Infants lacking mucocutaneous manifestations usually present with fever and severe respiratory distress, raising the possibility for neonatal bacterial infection and septicemia.

Treatment and outcome

In full-term infants, congenital cutaneous candidiasis almost invariably follows a self-limited, benign course, despite the presence of chorioamnionitis and funisitis. On the other hand, preterm infants with low birth weight have the highest risk for development of systemic disease. They may be stillborn or may present early in neonatal life with in utero acquired infection. Those with burn-like dermatitis are at particularly high risk for systemic infection and death [67,68,69,70]. The overall mortality of untreated systemic candidiasis ranges between 39% and 94%. Therefore, early diagnosis and treatment are crucial.

Prompt initiation of antifungal therapy appears to be the most important factor associated with survival in systemic infection [68,69,70]. Amphotericin B is the first-line agent for treatment of congenital systemic candidiasis [71]. Unfortunately, some patients do not show improvement and evolve to persistent candidemia and further clinical deterioration. In these cases, replacing Amphotericin B with Caspofungin, has been reported highly effective in controlling neonatal candidemia refractory to Amphotericin B therapy and a possible salvage therapy.
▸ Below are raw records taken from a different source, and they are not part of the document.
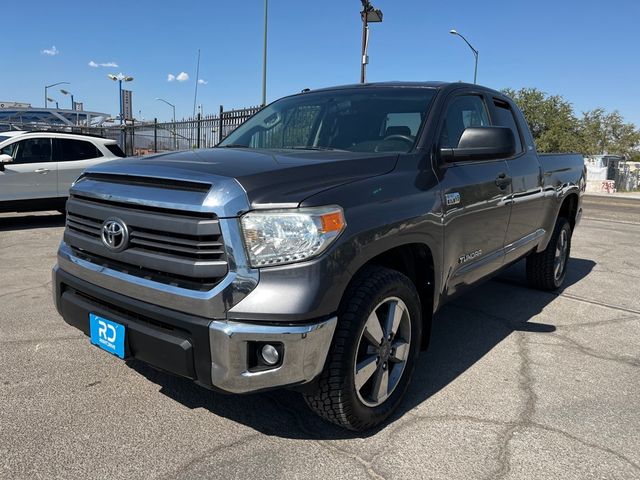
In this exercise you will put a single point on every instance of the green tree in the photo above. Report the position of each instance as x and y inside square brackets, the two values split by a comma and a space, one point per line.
[604, 132]
[553, 124]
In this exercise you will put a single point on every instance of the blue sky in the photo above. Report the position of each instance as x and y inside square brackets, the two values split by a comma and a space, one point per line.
[587, 51]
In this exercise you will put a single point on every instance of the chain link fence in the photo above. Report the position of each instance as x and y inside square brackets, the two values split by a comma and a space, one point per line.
[142, 138]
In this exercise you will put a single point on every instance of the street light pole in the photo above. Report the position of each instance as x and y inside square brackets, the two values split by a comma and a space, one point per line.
[368, 14]
[47, 87]
[120, 78]
[475, 53]
[67, 92]
[264, 55]
[175, 136]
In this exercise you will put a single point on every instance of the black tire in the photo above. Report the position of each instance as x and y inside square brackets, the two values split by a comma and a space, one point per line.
[542, 267]
[336, 398]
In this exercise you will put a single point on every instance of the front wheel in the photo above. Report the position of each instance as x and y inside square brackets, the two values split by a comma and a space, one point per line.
[546, 270]
[374, 350]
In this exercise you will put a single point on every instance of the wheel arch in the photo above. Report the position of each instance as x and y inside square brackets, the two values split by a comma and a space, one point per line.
[416, 261]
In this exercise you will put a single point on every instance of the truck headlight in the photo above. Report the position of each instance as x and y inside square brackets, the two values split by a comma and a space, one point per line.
[277, 237]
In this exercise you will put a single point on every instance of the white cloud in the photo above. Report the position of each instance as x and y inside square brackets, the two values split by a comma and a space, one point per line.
[50, 51]
[106, 64]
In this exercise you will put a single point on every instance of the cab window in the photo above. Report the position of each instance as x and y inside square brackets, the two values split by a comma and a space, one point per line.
[503, 117]
[463, 112]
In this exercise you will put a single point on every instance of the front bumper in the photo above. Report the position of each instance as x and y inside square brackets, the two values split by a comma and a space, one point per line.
[214, 353]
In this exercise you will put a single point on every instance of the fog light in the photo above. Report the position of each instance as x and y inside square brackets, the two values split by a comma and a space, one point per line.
[270, 354]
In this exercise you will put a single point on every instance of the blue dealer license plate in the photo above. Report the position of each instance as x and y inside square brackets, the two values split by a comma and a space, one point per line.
[107, 334]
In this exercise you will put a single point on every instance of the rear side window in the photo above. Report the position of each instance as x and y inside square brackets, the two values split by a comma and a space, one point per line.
[463, 112]
[116, 150]
[70, 150]
[33, 150]
[504, 118]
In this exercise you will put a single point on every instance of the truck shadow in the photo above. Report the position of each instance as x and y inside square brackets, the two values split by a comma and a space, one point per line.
[29, 222]
[463, 332]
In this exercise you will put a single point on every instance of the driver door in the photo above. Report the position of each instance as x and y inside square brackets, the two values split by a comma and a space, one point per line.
[32, 174]
[475, 200]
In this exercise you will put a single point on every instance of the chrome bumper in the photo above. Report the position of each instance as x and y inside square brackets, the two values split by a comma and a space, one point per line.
[305, 351]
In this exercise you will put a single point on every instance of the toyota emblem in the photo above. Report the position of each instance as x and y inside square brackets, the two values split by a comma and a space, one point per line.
[115, 235]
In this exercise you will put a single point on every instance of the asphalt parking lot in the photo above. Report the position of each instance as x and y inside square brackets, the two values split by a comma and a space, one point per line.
[517, 384]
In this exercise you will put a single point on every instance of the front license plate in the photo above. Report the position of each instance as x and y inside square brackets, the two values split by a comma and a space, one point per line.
[107, 334]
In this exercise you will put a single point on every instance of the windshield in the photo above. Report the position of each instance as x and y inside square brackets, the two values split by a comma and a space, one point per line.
[379, 119]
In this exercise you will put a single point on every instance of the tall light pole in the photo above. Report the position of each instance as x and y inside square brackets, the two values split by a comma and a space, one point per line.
[175, 137]
[475, 53]
[369, 15]
[120, 78]
[264, 54]
[46, 87]
[67, 92]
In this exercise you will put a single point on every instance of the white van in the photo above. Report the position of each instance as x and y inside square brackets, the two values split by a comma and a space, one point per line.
[38, 168]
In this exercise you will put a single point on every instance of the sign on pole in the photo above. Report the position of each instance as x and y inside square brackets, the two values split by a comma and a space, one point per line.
[127, 105]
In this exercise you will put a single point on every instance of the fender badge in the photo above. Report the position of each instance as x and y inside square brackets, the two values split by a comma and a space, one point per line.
[452, 198]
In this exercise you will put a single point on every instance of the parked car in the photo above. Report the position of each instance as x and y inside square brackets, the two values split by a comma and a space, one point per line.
[312, 247]
[38, 168]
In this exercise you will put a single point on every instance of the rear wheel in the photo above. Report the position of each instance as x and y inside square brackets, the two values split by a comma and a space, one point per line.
[546, 270]
[374, 351]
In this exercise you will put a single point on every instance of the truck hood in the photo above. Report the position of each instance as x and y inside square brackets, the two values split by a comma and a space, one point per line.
[267, 176]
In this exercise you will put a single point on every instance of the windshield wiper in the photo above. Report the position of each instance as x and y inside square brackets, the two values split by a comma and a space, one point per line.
[301, 147]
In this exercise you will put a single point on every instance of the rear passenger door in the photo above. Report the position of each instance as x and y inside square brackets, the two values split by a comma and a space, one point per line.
[475, 194]
[526, 183]
[32, 174]
[73, 157]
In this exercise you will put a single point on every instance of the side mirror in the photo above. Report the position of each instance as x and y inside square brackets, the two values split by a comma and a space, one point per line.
[482, 143]
[4, 158]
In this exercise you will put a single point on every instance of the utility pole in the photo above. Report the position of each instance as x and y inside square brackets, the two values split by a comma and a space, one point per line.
[368, 15]
[264, 54]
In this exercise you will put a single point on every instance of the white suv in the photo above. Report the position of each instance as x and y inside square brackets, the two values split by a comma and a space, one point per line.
[37, 168]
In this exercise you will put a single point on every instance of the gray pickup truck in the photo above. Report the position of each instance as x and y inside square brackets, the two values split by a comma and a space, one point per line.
[312, 247]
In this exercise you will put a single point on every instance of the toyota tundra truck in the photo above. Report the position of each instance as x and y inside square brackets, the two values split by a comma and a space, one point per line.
[311, 248]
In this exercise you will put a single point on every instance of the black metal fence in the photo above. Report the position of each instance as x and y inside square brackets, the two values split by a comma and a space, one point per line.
[141, 138]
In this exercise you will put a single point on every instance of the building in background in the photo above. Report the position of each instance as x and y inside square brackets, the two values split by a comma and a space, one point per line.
[24, 115]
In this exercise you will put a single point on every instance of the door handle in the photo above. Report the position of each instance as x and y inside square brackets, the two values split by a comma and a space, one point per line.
[503, 181]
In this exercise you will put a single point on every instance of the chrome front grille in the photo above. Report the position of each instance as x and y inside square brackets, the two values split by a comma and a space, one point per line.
[167, 245]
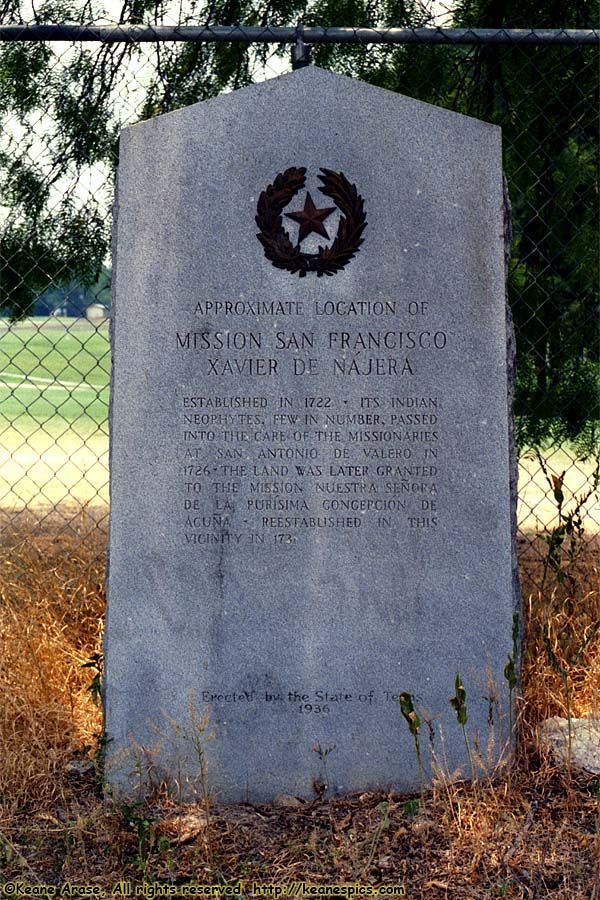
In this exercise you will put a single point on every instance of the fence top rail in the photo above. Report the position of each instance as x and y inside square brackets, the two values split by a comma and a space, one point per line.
[289, 35]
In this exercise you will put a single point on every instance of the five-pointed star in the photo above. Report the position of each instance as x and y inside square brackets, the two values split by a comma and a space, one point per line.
[311, 219]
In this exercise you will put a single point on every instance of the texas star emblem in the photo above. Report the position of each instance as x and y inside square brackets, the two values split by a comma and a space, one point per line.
[278, 247]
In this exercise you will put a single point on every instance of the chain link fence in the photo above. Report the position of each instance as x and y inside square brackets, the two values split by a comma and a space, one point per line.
[65, 93]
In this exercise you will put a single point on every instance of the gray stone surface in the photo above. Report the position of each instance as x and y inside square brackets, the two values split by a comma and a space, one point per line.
[584, 752]
[296, 543]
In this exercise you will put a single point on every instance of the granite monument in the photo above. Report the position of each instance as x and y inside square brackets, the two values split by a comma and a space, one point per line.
[312, 495]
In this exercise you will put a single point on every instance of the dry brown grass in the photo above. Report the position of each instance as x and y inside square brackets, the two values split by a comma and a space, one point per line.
[531, 832]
Additional benefit may be provided by introduction of 5-Flucytosine. Use of Fluconazole may be considered when toxicity to Amphotericin B is prohibitive and the organism is susceptible, although data to support its use for treatment of systemic candidal infection in preterm infants are lacking.

Haase et al. detailed the clinical findings and successful treatment of C. albicans fungemia in a preterm infant with congenital ichthyosis (Harlequin baby) [23]. The infant developed systemic candidiasis refractory to liposomal Amphotericin B and was treated with echinocandin Caspofungin, which led to prompt eradication of C. albicans fungemia without serious side effects. Oberhauser et al. also reported positive results in treating refractory candidemia with echinocandin Micafungin [32].
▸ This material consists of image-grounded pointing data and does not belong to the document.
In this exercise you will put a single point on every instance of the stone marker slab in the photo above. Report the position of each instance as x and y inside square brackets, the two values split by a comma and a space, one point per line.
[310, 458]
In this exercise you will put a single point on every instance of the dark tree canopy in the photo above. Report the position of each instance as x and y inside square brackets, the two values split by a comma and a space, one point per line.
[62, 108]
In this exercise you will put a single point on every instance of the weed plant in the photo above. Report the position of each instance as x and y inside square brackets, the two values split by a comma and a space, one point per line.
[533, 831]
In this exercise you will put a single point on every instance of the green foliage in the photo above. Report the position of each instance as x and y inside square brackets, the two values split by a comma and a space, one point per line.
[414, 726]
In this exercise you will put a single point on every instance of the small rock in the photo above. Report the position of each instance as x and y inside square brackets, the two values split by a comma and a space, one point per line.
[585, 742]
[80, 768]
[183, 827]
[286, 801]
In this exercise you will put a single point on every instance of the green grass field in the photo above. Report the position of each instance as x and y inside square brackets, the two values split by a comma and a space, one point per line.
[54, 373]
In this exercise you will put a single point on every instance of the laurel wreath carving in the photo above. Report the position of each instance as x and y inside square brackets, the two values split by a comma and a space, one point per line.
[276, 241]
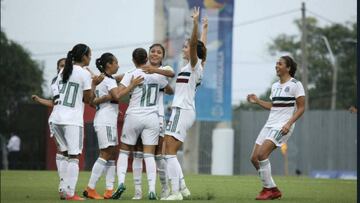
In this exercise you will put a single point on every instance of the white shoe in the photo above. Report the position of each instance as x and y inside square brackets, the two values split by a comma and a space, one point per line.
[138, 195]
[185, 192]
[175, 196]
[165, 192]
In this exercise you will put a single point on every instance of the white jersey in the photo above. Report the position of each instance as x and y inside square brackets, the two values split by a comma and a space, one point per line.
[55, 92]
[283, 97]
[186, 84]
[145, 98]
[161, 93]
[106, 113]
[70, 110]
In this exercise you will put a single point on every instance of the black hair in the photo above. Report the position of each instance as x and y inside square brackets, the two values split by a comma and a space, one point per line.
[58, 63]
[103, 60]
[75, 55]
[139, 56]
[200, 49]
[290, 63]
[162, 48]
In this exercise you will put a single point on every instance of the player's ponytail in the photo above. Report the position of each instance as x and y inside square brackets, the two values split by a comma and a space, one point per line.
[103, 60]
[291, 64]
[139, 56]
[75, 55]
[68, 67]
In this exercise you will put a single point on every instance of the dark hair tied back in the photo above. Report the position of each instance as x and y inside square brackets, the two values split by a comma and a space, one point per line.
[75, 55]
[103, 60]
[291, 64]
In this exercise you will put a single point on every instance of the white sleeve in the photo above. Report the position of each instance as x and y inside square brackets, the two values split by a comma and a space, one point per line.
[198, 71]
[126, 79]
[162, 81]
[110, 84]
[299, 90]
[87, 80]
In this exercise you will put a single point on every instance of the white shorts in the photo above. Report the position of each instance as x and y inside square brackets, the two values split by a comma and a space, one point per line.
[69, 138]
[273, 134]
[180, 121]
[145, 126]
[162, 125]
[107, 136]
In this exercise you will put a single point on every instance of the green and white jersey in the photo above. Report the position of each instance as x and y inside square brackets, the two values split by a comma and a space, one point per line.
[106, 113]
[161, 93]
[70, 109]
[144, 98]
[283, 97]
[186, 83]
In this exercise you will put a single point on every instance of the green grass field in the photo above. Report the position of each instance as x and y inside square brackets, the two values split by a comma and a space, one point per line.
[41, 186]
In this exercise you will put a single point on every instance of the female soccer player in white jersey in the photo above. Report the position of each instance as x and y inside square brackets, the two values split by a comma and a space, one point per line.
[286, 106]
[75, 86]
[61, 157]
[141, 119]
[105, 124]
[183, 107]
[156, 56]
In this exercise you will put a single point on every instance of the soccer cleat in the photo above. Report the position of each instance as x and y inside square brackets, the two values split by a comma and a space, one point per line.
[185, 192]
[265, 194]
[75, 197]
[107, 194]
[276, 194]
[165, 192]
[138, 195]
[92, 194]
[118, 192]
[152, 196]
[62, 194]
[174, 196]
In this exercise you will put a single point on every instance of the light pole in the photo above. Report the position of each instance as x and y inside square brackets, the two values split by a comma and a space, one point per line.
[335, 68]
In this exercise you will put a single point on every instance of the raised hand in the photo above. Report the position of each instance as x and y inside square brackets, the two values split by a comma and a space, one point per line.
[204, 22]
[136, 81]
[196, 13]
[252, 98]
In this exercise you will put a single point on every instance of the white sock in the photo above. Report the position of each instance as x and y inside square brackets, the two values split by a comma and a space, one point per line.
[110, 171]
[96, 172]
[121, 165]
[173, 170]
[62, 171]
[161, 168]
[72, 175]
[61, 165]
[265, 174]
[150, 171]
[59, 158]
[137, 169]
[182, 180]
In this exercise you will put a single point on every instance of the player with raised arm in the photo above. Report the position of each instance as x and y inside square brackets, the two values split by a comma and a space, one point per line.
[141, 119]
[286, 106]
[183, 108]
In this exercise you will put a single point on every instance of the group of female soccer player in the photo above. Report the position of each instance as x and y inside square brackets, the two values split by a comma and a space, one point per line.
[144, 132]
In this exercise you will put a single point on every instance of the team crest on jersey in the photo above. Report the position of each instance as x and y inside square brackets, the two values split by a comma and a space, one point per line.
[287, 89]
Congenital cutaneous candidiasis should be considered an invasive Candida infection, especially in preterm infants. We believe that infants with suspected congenital candidiasis should be considered as candidates for systemic antifungal therapy in any of the following cases: (i) evidence of respiratory distress or other laboratory or clinical signs of sepsis in the immediate neonatal period; (ii) birth weight less than 1500 g; (iii) treatment with broad-spectrum antibiotics; (iv) extensive instrumentation during delivery or invasive procedures in the neonatal period; (v) positive systemic cultures; and (vi) evidence of an altered immune response.
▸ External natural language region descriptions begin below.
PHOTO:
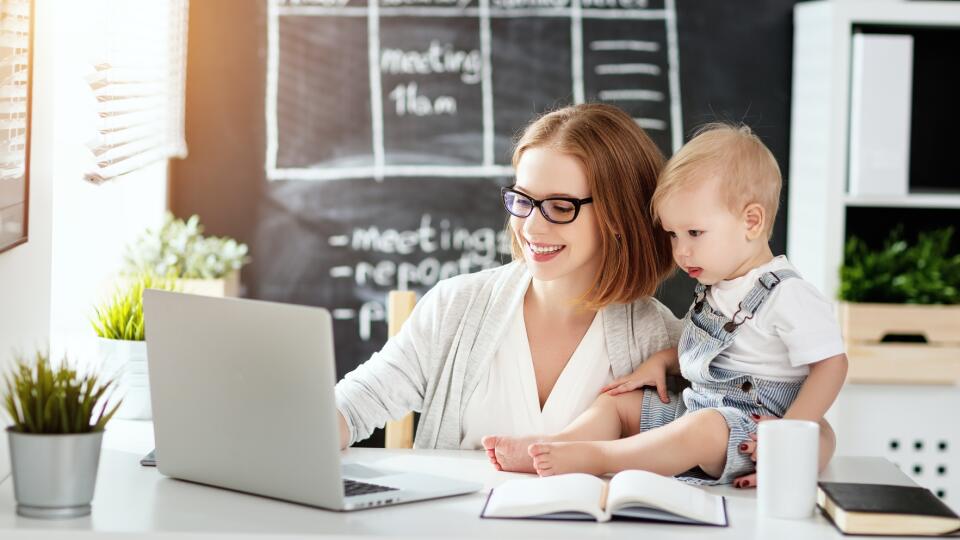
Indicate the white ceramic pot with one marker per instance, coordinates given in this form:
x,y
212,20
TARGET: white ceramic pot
x,y
127,362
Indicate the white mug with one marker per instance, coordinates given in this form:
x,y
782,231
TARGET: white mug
x,y
787,458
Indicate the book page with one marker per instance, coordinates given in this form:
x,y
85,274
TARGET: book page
x,y
641,488
540,496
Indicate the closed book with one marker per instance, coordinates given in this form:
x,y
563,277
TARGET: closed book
x,y
886,510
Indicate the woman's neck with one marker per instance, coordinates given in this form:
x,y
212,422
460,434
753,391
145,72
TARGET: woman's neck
x,y
559,298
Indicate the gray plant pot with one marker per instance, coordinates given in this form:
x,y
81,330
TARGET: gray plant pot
x,y
54,475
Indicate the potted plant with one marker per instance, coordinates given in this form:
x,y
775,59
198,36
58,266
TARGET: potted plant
x,y
203,264
58,420
123,351
899,309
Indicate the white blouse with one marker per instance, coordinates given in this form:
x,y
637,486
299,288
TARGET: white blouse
x,y
506,401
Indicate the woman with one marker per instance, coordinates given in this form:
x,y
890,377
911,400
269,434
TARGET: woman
x,y
526,347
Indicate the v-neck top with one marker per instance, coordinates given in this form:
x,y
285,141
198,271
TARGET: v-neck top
x,y
506,401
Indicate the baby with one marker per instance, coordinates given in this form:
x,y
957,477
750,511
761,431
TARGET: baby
x,y
758,340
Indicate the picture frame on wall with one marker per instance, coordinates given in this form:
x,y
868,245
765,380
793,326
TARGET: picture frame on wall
x,y
16,55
We also believe that in cases with positive amniotic fluid Candida cultures, early aggressive therapy should be started before birth. Shalev et al. reported a case of intra-amniotic infection with C. albicans successfully treated in utero with antifungal drugs which had favorable outcome [72].

⧉ Conclusions

Invasive congenital candidiasis must be taken into consideration in newborns with unaccountable respiratory distress syndrome, fever, and poor response to antibiotic treatment, especially in the presence of maternal risk factors, such as history of vaginal discharge or presence of an intrauterine foreign body during pregnancy. In these cases, antifungal therapy should be initiated immediately, even in the absence of cutaneous involvement or placental culture/pathology results. Our meta-analysis revealed that the most reliable indicators for predicting disease extent and outcome were gestational age, fetal birth weight and symptomatology at birth. Infants with very early onset of severe respiratory symptoms died with histological evidence of Candida pneumonia. Cutaneous involvement, while usually indicative of localized disease, was associated with fatal outcome when one of these risk factors was also present.

Conflict of interest

The authors declare that they have no conflict of interests.